[GHC] #7596: Opportunity to improve CSE

Thu Jan 17 14:58:11 CET 2013

#7596: Opportunity to improve CSE
---------------------------------+------------------------------------------
    Reporter:  simonpj           |       Owner:                  
        Type:  bug               |      Status:  new             
    Priority:  normal            |   Milestone:                  
   Component:  Compiler          |     Version:  7.6.1           
    Keywords:                    |          Os:  Unknown/Multiple
Architecture:  Unknown/Multiple  |     Failure:  None/Unknown    
  Difficulty:  Unknown           |    Testcase:                  
   Blockedby:                    |    Blocking:                  
     Related:                    |  
---------------------------------+------------------------------------------

Comment(by simonpj@…):

 commit 0831a12ea2fc73c33652eeec1adc79fa19700578
 {{{
 Author: Simon Peyton Jones <simonpj at microsoft.com>
 Date:   Thu Jan 17 10:54:07 2013 +0000

     Major patch to implement the new Demand Analyser

     This patch is the result of Ilya Sergey's internship at MSR.  It
     constitutes a thorough overhaul and simplification of the demand
     analyser.  It makes a solid foundation on which we can now build.
     Main changes are

     * Instead of having one combined type for Demand, a Demand is
        now a pair (JointDmd) of
           - a StrDmd and
           - an AbsDmd.
        This allows strictness and absence to be though about quite
        orthogonally, and greatly reduces brain melt-down.

     * Similarly in the DmdResult type, it's a pair of
          - a PureResult (indicating only divergence/non-divergence)
          - a CPRResult (which deals only with the CPR property

     * In IdInfo, the
         strictnessInfo field contains a StrictSig, not a Maybe StrictSig
         demandInfo     field contains a Demand, not a Maybe Demand
       We don't need Nothing (to indicate no strictness/demand info)
       any more; topSig/topDmd will do.

     * Remove "boxity" analysis entirely.  This was an attempt to
       avoid "reboxing", but it added complexity, is extremely
       ad-hoc, and makes very little difference in practice.

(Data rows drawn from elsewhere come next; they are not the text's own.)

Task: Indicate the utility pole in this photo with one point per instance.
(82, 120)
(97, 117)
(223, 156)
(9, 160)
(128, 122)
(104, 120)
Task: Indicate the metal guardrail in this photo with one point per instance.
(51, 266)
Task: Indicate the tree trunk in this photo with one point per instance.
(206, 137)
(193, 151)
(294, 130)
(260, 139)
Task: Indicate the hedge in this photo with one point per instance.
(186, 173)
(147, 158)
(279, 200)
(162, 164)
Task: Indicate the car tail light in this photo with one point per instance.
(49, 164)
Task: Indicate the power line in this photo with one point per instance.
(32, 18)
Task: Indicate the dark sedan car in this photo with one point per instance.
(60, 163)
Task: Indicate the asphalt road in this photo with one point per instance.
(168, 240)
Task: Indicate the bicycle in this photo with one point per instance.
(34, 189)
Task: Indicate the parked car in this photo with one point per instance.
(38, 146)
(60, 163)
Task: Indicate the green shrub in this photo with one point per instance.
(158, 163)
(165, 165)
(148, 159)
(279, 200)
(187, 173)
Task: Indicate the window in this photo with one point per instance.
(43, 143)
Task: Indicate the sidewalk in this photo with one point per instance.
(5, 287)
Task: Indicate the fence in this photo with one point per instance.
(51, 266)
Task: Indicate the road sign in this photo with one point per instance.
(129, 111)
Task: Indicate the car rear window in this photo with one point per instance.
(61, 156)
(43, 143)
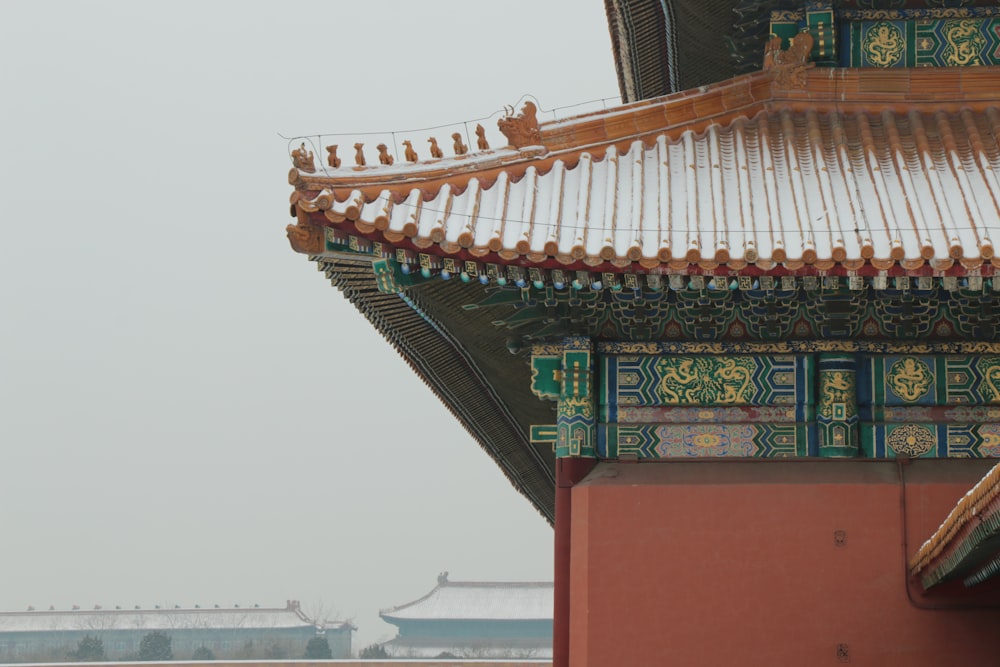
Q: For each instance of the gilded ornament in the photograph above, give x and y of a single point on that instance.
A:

     * Remove the "unboxing strategy" computation. This was an an
       attempt to ensure that a worker didn't get zillions of
       arguments by unboxing big tuples.  But in fact removing it
       DRAMATICALLY reduces allocation in an inner loop of the
       I/O library (where the threshold argument-count had been
       set just too low).  It's exceptional to have a zillion arguments
       and I don't think it's worth the complexity, especially since
       it turned out to have a serious performance hit.

     * Remove quite a bit of ad-hoc cruft

     * Move worthSplittingFun, worthSplittingThunk from WorkWrap to
       Demand. This allows JointDmd to be fully abstract, examined
       only inside Demand.

     Everything else really follows from these changes.

     All of this is really just refactoring, so we don't expect
     big performance changes, but acutally the numbers look quite
     good.  Here is a full nofib run with some highlights identified:

             Program           Size    Allocs   Runtime   Elapsed  TotalMem
 --------------------------------------------------------------------------------
              expert          -2.6%    -15.5%      0.00      0.00     +0.0%
               fluid          -2.4%     -7.1%      0.01      0.01     +0.0%
                  gg          -2.5%    -28.9%      0.02      0.02    -33.3%
           integrate          -2.6%     +3.2%     +2.6%     +2.6%     +0.0%
             mandel2          -2.6%     +4.2%      0.01      0.01     +0.0%
            nucleic2          -2.0%    -16.3%      0.11      0.11     +0.0%
                para          -2.6%    -20.0%    -11.8%    -11.7%     +0.0%
              parser          -2.5%    -17.9%      0.05      0.05     +0.0%
              prolog          -2.6%    -13.0%      0.00      0.00     +0.0%
              puzzle          -2.6%     +2.2%     +0.8%     +0.8%     +0.0%
             sorting          -2.6%    -35.9%      0.00      0.00     +0.0%
            treejoin          -2.6%    -52.2%     -9.8%     -9.9%     +0.0%
 --------------------------------------------------------------------------------
                 Min          -2.7%    -52.2%    -11.8%    -11.7%    -33.3%
                 Max          -1.8%     +4.2%    +10.5%    +10.5%     +7.7%
      Geometric Mean          -2.5%     -2.8%     -0.4%     -0.5%     -0.4%

     Things to note

     * Binary sizes are smaller. I don't know why, but it's good.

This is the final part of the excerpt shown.